History

Double happiness rice bowls in the Chinese diaspora

Voss

What can a fragment of a rice bowl tell us about constructions of gender and family in the Chinese diaspora? Barbara L. Voss, professor of anthropology at Stanford, poses this question in the second chapter of their forthcoming book The Cosmopolitan Village, which Voss describes as an “archaeological exploration of the materiality of home villages, in China, of 19th century Chinese migrants who went overseas.” Voss presented their work to a recent meeting of the Clayman Institute Faculty Research Fellows.

The research behind this book is a four-year archaeological project, the Cangdong Village Project, conducted by Voss and their research team in Cangdong, China, from 2015 to 2019. Voss’ book takes as its focus a handful of artifacts found at the Cangdong Village archaeological site, and the book’s second chapter focuses on the omnipresent double happiness rice bowl sherds – which were so ubiquitous at the site that, for many of the researchers involved, they became a symbol of the project itself. 

Over the course of the 19th century, an increasing number of men and boys left the Pearl River Delta, where Cangdong Village is located, to pursue economic opportunities overseas that would allow them to send money home. Meanwhile, women, young children, and the elderly typically remained in the Pearl River Delta, leading to what have been termed “split households.” Voss is interested in the differences in the archaeological record between diasporic and home village archaeological sites.

Double happiness rice bowls are small rice bowls decorated with a double happiness character, which denotes love, romantic fulfillment, and marriage. ...The bamboo pattern, which is also heavily symbolic, denotes conventionally “masculine” virtues like perseverance, strength, and integrity.

Fascinatingly, as Voss explains: “abrupt shifts in material culture like this are quite rare, and near total replacements of one object by another in such a short period of time are almost unheard of.
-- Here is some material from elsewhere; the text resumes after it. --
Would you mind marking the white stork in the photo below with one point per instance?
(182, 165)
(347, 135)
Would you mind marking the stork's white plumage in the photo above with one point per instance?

When they do occur, it usually signals a macro level phenomenon outside of the scope of individual choice or agency.” Thus, the question: did Chinese import/export firms make the decision to stop exporting double happiness bowls to the predominantly male diaspora communities, because the double happiness motif was seen as unsuitable decoration for items intended for use by single men living and working with other single men? There were certainly multiple factors at play, but the sherds found in Cangdong Village offer a fascinating glimpse of how ideas of gender and family came to be constructed differently in diaspora communities as opposed to Chinese home villages over the course of the 19th century.